Little Man, What Now? (novel)

From Wikipedia, the free encyclopedia
Jump to navigation Jump to search

Little Man, What Now? (German title: Kleiner Mann, was nun?) is a novel by Hans Fallada, which was first published in 1932, the year before Adolf Hitler's rise to power. The book was an immediate success in Germany, where today it is considered to be a modern classic, given its intense descriptions of the last days of the Weimar Republic. The book was also the breakthrough for Fallada as a writer of fiction.

In 1934 the film Little Man, What Now? was released in the United States. It clearly reflects the situation of the young German mind during that period, especially the effects of war and the economic shut down.

Plot synopsis[edit]

The bookkeeper Johannes Pinneberg and his girlfriend, the sales girl Emma "Lämmchen" Mörschel, marry when they find out that she is two months pregnant. Hardly any time passes until Pinneberg is fired and must find a new job in the middle of the economic crisis.

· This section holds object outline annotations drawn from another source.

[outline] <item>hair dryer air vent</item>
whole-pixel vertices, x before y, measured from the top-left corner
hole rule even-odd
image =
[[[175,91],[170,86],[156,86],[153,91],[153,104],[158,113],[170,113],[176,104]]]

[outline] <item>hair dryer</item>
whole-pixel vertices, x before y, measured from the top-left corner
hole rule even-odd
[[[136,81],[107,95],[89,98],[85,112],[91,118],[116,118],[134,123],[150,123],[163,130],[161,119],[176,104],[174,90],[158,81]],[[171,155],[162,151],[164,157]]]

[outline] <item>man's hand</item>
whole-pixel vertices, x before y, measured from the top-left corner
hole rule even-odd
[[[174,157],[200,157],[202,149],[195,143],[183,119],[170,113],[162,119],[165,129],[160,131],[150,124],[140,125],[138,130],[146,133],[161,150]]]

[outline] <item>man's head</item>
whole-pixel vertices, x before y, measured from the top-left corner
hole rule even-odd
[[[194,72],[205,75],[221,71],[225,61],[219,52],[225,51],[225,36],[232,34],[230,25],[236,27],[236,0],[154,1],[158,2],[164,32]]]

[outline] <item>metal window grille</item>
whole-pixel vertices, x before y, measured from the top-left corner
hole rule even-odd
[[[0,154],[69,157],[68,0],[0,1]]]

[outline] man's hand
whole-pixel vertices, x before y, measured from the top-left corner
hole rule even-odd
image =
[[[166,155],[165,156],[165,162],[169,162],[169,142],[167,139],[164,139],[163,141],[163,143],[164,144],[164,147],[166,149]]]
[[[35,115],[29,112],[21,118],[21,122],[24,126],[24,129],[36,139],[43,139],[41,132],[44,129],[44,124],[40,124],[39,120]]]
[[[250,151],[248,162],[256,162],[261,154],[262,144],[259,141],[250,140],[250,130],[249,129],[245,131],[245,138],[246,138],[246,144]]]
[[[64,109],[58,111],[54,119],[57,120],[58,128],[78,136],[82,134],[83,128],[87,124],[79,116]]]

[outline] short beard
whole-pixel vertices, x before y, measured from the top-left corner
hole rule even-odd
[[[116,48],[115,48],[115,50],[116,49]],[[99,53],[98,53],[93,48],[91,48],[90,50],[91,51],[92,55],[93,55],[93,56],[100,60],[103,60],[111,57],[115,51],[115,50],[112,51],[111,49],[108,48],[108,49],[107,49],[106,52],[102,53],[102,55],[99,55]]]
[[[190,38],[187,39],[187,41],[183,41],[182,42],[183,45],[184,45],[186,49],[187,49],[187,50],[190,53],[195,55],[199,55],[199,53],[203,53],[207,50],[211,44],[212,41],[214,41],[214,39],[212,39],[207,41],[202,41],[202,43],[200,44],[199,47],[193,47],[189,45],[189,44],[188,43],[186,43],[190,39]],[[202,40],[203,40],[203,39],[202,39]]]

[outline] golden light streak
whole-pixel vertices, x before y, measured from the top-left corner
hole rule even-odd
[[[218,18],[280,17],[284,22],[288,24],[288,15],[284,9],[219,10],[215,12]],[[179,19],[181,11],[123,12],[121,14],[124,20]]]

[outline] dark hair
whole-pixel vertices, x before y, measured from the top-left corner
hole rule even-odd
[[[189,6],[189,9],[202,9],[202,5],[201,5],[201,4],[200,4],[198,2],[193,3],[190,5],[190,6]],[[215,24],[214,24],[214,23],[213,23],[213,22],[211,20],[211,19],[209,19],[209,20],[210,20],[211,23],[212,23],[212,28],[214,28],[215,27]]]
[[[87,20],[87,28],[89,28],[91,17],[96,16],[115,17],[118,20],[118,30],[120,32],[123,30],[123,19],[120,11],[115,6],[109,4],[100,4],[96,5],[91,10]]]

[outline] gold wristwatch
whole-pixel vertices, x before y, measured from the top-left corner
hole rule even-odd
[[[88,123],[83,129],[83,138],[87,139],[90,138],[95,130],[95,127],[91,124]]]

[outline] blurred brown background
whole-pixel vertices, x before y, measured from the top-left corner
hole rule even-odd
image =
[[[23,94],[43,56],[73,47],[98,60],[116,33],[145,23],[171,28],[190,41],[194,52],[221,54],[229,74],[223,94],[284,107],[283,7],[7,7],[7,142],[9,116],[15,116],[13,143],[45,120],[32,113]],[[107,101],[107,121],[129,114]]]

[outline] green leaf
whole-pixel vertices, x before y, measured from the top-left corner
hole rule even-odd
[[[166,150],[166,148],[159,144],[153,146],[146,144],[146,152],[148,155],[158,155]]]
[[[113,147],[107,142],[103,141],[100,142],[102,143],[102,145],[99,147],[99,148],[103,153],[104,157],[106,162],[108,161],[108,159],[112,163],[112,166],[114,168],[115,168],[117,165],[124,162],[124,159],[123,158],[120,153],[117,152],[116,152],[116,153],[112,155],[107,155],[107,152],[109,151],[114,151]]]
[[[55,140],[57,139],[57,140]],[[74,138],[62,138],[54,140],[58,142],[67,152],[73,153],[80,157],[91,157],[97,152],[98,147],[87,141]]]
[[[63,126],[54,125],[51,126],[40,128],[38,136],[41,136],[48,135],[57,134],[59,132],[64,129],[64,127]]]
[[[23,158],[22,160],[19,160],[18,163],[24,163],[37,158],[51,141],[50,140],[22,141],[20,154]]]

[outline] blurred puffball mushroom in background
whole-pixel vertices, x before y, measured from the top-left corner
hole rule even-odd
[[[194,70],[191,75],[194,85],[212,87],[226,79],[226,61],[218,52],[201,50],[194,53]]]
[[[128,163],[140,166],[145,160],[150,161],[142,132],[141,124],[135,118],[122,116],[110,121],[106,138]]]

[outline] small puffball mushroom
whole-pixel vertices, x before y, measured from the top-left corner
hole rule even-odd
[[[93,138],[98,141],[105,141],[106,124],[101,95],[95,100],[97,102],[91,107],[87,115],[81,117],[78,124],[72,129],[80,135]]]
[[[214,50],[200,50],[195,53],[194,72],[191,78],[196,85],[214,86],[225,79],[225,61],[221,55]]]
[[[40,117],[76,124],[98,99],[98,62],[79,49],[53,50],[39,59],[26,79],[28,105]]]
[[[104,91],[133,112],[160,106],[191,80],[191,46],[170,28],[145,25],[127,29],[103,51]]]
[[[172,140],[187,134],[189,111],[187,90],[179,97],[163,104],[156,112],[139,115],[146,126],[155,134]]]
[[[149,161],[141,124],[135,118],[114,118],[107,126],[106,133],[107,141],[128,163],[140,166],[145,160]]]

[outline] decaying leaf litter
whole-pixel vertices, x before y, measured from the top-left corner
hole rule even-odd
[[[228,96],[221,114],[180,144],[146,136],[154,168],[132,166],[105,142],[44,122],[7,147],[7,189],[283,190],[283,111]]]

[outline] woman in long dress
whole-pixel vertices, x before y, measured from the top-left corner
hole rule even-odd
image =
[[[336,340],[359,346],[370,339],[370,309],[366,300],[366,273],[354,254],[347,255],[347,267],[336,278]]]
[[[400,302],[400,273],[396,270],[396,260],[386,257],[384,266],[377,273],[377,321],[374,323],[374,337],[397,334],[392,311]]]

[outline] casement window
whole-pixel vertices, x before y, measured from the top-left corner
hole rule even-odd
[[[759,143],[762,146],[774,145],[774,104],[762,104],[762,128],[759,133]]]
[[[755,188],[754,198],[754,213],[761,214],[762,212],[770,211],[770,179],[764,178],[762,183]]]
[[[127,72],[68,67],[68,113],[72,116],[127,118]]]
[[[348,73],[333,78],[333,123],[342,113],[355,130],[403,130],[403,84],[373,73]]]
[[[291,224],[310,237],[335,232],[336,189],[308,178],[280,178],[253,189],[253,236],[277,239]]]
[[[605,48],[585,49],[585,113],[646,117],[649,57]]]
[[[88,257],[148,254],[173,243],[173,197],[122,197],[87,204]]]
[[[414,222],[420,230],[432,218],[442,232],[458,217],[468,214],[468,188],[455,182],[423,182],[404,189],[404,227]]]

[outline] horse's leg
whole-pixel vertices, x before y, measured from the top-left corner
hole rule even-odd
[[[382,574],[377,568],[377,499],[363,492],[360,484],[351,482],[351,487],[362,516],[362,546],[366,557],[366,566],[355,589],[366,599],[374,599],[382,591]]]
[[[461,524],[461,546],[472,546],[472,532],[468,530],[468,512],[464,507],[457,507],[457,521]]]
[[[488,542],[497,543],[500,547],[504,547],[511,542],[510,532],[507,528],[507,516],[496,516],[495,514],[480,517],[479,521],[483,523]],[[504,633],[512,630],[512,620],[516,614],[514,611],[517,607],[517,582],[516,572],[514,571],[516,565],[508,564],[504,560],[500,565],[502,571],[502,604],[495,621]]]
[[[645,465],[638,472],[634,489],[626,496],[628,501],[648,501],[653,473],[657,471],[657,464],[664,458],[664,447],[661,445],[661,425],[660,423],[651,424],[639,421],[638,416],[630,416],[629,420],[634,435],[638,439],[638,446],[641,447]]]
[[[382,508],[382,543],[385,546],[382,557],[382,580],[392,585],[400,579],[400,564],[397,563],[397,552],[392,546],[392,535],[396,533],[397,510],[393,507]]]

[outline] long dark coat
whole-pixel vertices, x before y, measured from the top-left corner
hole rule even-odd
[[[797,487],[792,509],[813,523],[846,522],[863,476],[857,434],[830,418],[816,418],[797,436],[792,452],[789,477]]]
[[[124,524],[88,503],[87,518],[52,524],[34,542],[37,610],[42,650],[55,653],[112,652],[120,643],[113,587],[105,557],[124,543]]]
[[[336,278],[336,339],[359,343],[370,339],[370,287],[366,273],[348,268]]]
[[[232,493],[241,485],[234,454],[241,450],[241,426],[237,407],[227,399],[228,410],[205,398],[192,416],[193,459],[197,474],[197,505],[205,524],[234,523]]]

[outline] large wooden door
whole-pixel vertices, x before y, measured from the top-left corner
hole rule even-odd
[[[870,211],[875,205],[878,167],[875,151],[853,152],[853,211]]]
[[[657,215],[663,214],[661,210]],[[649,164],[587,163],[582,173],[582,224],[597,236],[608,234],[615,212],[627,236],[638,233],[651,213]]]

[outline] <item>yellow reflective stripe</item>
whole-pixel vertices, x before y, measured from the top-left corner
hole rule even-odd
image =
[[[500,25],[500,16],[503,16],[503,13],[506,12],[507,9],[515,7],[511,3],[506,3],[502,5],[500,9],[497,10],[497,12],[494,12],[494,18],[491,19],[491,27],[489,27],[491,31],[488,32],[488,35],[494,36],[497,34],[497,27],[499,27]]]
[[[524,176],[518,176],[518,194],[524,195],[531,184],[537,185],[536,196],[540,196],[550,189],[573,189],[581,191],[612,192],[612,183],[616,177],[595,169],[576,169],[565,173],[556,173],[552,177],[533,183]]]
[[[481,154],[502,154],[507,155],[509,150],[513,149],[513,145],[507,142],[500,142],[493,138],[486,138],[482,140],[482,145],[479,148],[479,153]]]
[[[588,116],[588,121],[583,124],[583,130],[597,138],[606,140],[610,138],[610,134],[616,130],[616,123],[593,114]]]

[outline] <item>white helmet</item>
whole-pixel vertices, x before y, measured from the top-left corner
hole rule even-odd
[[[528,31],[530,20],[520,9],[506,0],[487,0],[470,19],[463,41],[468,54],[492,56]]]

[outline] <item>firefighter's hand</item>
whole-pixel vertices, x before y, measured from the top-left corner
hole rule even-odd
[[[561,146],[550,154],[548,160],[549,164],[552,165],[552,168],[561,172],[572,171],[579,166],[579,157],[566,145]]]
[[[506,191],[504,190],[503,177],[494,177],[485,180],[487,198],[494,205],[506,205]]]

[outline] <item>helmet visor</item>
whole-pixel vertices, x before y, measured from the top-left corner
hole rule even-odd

Pinneberg’s despicable mother Mia, a nightclub hostess from Berlin, comes to the rescue by finding her son a job as a salesman in the Berlin department store Mandels. However, Pinneberg is under heavy pressure because the boss, Spannfuss, introduces a monthly quota for all salesmen to achieve, otherwise they are made redundant. This leads to fierce competition between the colleagues. As their son Horst, whom they affectionately call “Shrimp,” is born, money again becomes scarce because their health insurance payouts are delayed.

After a year Pinneberg becomes less able to work at Mandels. After many warnings about lateness, he is very behind on his monthly quota. He begs the film actor Franz Schlüter, who wanders into the shop, to buy something from him. The actor refuses and complains to the manager about Pinneberg’s behavior, and Pinneberg is promptly fired.

In November 1932, the small family illegally moves into Pinneberg’s former colleague’s summer house 40 km east of Berlin. Although Pinneberg has been unemployed for 14 months, his wife forbids him to steal coal. Instead, she darns socks and does dressmaking for local families to earn a bit. One of Pinneberg’s journeys to Berlin ends in a fiasco, as Pinneberg, with his poor appearance, is chased away from Friedrichstrasse by the police. The couple realize that good old-fashioned love is all that matters.

Fallada gives a detailed description of the living conditions of the white-collar workers of the time. He also shows the roles of trade unions, governmental institutions, and sacking in the labor market. Businesses are shown to pit people of the same class against each other and reveal everyone’s worst side.